Russland ist in den zwölf Jahren, seit es die Europäische Konvention zum Schutz der Menschenrechte unterzeichnet hat, zum Hauptlieferanten von Fällen für den Europäischen Gerichtshof für Menschenrechte in Straßburg geworden. Die Richter haben eine Menge zu tun: Etwa 100.000 russische Kläger warten auf die Prüfung ihrer Fälle. Lediglich rund 800 hat der Gerichtshof bislang bearbeitet.
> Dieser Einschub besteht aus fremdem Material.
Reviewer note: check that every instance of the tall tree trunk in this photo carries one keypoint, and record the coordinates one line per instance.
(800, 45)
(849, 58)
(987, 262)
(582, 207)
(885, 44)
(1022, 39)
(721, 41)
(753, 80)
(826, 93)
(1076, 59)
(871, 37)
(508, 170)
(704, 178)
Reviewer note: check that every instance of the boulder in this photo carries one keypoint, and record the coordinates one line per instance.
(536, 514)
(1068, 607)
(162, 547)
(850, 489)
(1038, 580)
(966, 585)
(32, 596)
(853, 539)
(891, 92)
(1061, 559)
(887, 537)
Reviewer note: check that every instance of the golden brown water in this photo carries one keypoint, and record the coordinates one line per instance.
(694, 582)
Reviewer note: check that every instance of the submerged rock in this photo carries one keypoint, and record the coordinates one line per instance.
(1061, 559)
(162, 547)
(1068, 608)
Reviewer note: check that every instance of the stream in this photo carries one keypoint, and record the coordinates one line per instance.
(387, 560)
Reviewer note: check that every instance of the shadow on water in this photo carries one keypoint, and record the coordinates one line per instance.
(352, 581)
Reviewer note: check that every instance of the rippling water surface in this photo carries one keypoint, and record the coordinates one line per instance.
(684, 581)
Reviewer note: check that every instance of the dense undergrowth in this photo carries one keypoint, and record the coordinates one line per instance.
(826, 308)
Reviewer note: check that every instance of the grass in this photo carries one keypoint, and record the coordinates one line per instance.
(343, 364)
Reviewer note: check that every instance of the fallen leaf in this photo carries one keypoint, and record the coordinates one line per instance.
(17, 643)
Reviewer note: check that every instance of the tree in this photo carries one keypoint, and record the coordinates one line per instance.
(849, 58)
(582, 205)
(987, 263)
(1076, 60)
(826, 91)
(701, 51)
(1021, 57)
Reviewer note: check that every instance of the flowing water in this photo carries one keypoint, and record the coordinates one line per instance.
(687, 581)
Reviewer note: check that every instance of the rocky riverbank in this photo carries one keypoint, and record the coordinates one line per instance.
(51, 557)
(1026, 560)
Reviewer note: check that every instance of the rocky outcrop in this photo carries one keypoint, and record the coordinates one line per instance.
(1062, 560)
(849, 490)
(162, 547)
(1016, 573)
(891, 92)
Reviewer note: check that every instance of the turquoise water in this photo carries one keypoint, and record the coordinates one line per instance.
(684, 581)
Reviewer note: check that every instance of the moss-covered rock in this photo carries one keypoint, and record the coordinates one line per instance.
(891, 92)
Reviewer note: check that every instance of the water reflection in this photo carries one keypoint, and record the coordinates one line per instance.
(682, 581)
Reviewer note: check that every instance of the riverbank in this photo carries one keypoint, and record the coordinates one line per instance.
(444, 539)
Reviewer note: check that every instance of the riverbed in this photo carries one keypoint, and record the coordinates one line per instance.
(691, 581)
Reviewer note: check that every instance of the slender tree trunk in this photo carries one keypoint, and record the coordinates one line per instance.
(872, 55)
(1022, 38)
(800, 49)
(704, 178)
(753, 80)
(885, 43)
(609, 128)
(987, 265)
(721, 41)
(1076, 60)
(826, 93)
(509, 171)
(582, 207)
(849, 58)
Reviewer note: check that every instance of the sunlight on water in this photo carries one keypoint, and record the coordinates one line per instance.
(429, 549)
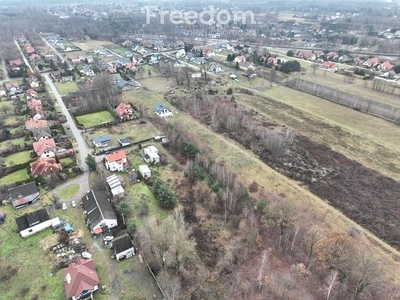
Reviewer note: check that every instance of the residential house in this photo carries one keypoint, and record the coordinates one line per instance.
(162, 111)
(99, 212)
(123, 247)
(87, 71)
(215, 67)
(240, 58)
(28, 48)
(124, 142)
(45, 166)
(385, 66)
(371, 62)
(115, 185)
(307, 55)
(116, 161)
(34, 222)
(22, 195)
(45, 148)
(101, 141)
(332, 55)
(30, 124)
(41, 133)
(124, 111)
(80, 279)
(151, 155)
(144, 170)
(246, 66)
(181, 53)
(329, 66)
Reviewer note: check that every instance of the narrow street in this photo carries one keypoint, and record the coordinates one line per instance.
(83, 150)
(23, 56)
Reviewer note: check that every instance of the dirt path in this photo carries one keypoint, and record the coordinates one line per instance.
(114, 286)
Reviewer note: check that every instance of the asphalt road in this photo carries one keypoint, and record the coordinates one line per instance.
(23, 56)
(83, 150)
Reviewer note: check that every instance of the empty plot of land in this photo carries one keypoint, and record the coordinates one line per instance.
(95, 119)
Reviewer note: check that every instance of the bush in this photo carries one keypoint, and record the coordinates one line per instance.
(165, 196)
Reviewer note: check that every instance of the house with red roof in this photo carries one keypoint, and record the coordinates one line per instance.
(124, 111)
(45, 148)
(307, 55)
(385, 66)
(45, 166)
(329, 66)
(371, 62)
(80, 279)
(30, 124)
(116, 161)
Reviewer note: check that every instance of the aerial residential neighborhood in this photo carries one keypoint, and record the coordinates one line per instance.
(199, 150)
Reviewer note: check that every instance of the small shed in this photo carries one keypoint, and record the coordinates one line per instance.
(2, 217)
(144, 171)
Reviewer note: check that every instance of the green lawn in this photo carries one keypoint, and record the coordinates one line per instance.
(4, 145)
(66, 87)
(95, 119)
(14, 177)
(69, 191)
(17, 158)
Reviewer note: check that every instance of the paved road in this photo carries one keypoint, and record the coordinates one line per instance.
(23, 56)
(5, 72)
(57, 53)
(83, 150)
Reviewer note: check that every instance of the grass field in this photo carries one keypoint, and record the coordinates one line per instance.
(95, 119)
(14, 177)
(17, 158)
(66, 87)
(69, 191)
(4, 145)
(248, 167)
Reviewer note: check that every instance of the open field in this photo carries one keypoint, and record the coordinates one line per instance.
(66, 87)
(248, 167)
(69, 191)
(14, 177)
(4, 145)
(94, 119)
(17, 158)
(90, 45)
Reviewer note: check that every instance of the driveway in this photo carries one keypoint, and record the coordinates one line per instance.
(83, 150)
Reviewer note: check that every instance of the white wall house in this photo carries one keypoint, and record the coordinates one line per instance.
(116, 161)
(151, 155)
(144, 171)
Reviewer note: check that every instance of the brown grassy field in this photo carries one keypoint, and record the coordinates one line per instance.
(248, 167)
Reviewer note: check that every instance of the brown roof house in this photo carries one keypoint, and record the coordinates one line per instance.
(45, 148)
(124, 111)
(45, 166)
(80, 279)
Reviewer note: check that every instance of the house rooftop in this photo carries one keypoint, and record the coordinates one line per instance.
(32, 219)
(122, 243)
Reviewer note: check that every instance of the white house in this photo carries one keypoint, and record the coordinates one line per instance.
(34, 222)
(144, 171)
(99, 212)
(162, 111)
(123, 247)
(151, 155)
(116, 161)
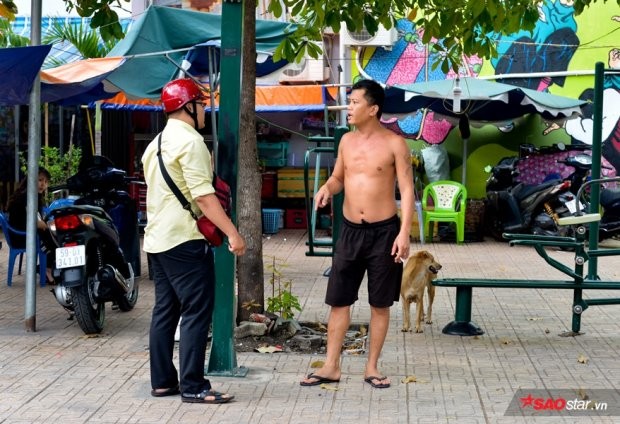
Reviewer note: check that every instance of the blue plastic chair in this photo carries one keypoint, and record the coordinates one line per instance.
(14, 252)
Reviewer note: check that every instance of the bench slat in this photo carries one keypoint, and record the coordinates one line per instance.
(527, 284)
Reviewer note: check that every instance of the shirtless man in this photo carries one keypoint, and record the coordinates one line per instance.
(370, 161)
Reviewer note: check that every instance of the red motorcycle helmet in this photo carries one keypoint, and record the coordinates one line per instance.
(179, 92)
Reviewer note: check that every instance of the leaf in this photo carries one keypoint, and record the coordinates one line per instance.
(409, 379)
(413, 379)
(269, 349)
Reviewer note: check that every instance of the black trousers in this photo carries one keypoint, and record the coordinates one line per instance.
(184, 279)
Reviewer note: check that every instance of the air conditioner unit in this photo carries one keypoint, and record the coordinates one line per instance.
(308, 70)
(385, 38)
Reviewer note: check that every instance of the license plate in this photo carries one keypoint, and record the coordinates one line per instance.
(572, 207)
(68, 257)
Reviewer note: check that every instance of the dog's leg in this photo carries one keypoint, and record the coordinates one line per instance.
(419, 313)
(406, 316)
(431, 298)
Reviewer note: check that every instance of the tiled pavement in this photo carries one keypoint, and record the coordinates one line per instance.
(58, 375)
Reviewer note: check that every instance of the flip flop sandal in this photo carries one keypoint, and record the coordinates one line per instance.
(202, 397)
(370, 381)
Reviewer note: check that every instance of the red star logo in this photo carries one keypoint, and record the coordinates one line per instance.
(527, 401)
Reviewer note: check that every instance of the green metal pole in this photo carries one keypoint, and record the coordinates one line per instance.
(223, 360)
(338, 200)
(597, 137)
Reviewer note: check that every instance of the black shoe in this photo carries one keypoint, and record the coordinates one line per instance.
(172, 391)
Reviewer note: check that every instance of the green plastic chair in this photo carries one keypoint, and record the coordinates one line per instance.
(447, 204)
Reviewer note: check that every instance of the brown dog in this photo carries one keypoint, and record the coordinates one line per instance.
(420, 270)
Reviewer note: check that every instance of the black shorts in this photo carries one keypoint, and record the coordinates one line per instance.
(364, 248)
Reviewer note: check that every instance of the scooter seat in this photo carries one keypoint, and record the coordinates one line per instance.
(579, 219)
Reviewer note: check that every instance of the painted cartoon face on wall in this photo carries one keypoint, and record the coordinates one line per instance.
(410, 60)
(614, 58)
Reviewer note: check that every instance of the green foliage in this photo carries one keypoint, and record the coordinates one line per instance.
(85, 40)
(282, 300)
(8, 38)
(102, 16)
(59, 166)
(465, 27)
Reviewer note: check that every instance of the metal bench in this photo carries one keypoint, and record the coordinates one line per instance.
(463, 325)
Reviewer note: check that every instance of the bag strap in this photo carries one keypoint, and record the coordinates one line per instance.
(186, 205)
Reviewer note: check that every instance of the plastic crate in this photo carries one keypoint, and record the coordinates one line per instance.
(273, 154)
(296, 218)
(271, 220)
(291, 181)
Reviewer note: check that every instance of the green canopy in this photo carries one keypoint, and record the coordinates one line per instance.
(163, 35)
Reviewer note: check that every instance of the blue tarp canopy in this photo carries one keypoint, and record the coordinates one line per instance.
(19, 67)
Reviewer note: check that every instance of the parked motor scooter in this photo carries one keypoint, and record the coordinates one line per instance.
(97, 235)
(609, 225)
(515, 207)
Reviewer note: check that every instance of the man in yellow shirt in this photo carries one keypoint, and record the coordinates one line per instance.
(182, 262)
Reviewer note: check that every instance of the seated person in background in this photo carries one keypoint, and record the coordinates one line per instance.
(17, 218)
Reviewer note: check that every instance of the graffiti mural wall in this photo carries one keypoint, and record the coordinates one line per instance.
(560, 42)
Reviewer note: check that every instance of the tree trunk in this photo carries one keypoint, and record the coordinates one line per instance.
(251, 293)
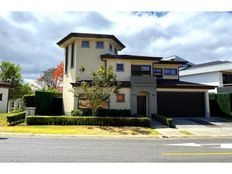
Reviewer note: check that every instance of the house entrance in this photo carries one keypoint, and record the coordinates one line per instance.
(141, 105)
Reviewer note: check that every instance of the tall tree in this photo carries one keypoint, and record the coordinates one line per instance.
(10, 72)
(58, 74)
(98, 91)
(52, 78)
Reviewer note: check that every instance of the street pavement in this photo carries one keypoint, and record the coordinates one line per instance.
(112, 149)
(195, 127)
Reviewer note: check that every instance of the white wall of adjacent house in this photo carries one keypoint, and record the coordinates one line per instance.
(211, 78)
(4, 99)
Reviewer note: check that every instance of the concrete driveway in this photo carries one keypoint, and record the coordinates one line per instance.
(198, 126)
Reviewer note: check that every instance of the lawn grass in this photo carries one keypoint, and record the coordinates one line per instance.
(3, 120)
(79, 130)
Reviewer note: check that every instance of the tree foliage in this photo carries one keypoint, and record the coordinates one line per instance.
(98, 90)
(10, 72)
(52, 78)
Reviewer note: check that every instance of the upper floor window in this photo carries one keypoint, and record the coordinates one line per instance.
(140, 70)
(111, 47)
(120, 67)
(227, 79)
(99, 44)
(66, 60)
(115, 51)
(72, 55)
(85, 44)
(170, 72)
(157, 72)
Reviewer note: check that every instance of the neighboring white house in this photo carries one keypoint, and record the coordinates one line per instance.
(216, 73)
(4, 91)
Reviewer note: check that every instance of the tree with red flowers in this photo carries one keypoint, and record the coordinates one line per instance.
(52, 78)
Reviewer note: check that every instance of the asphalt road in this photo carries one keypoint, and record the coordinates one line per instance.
(93, 149)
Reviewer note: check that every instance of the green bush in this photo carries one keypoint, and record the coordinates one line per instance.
(108, 112)
(16, 118)
(101, 121)
(164, 120)
(220, 104)
(29, 100)
(77, 112)
(16, 110)
(47, 104)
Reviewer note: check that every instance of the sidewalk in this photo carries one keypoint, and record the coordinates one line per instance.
(187, 131)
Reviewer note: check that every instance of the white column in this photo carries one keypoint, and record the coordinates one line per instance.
(207, 109)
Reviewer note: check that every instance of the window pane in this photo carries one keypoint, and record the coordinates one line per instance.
(120, 67)
(99, 45)
(110, 48)
(120, 97)
(85, 44)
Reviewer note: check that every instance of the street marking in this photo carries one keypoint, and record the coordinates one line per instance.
(195, 153)
(211, 145)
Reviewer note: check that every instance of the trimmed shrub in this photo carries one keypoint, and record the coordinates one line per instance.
(101, 121)
(164, 120)
(77, 112)
(46, 104)
(107, 112)
(220, 104)
(29, 100)
(16, 118)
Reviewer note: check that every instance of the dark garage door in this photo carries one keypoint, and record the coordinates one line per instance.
(181, 104)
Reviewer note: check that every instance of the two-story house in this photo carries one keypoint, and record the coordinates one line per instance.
(150, 85)
(4, 92)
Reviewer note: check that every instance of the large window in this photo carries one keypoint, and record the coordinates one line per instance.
(120, 98)
(140, 70)
(66, 60)
(170, 72)
(227, 79)
(111, 47)
(85, 44)
(83, 103)
(72, 55)
(157, 72)
(99, 44)
(119, 67)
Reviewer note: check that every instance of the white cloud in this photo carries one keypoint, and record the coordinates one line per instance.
(29, 39)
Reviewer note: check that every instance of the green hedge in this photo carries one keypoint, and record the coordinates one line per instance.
(220, 104)
(103, 112)
(16, 118)
(164, 120)
(29, 100)
(102, 121)
(47, 103)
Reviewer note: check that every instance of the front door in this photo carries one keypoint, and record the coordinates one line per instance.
(141, 105)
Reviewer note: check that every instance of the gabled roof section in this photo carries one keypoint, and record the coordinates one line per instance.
(5, 85)
(214, 66)
(172, 62)
(164, 83)
(130, 57)
(90, 35)
(209, 64)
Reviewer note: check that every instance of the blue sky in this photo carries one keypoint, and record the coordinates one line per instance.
(29, 38)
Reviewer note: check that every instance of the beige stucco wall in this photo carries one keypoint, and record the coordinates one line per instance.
(122, 105)
(125, 75)
(163, 66)
(4, 101)
(87, 57)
Gebäude des Europäischen Gerichtshofs für Menschenrechte in Straßburg (Foto: DW)
Zehntausende Russen hoffen auf den Europäischen Gerichtshof für MenschenrechteBild: DW/ Daphne Grathwohl

Einer davon ist der Fall der ehemaligen Richterin am Moskauer Stadtgericht, Olga Kudeschkina. 2003 hatte sie in der Presse Kritik an der russischen Justiz geübt und angeprangert, dass viele Richter Urteile, vor allem in brisanten Fällen, unter dem Druck der Staatsmacht fällten. Kurz darauf wurde sie entlassen, wegen Verstoßes gegen das russische Richter-Gesetz. Dieses schreibt den den Richtern vor, "alles zu vermeiden, was die Autorität der Justiz mindern würde". Ein Richterkollegium in Moskau befand, Kudeschkina habe "das Recht auf Schutz durch Gerichte in Russland in Zweifel gezogen".

Kudeschkina, die seit fast zwei Jahrzehnten als Richterin arbeitet, kritisiert bis heute das Vorgehen gegen sie: "Hier wurden meine Rechte als Mensch und Bürger, aber auch als Richterin verletzt, denn Richter haben wie alle Bürger der Russischen Föderation das Recht auf freie Meinungsäußerung."

Kampf für unabhängige Justiz

In ihrem Kampf zog sie bis vor den Europäischen Gerichtshof für Menschenrechte und bekam im Februar 2009 Recht. Kudeschkinas Entlassung stelle einen Verstoß gegen Artikel 10 der Europäischen Konvention zum Schutz der Menschenrechte dar und sei somit gesetzwidrig, befand das Gericht. Darüber hinaus wurde Russland verpflichtet, Kudeschkina eine Entschädigung in Höhe von 10.000 Euro zu zahlen. Das Oberste Gericht Russlands wollte das Urteil anfechten, aber der Antrag wurde in Straßburg abgelehnt.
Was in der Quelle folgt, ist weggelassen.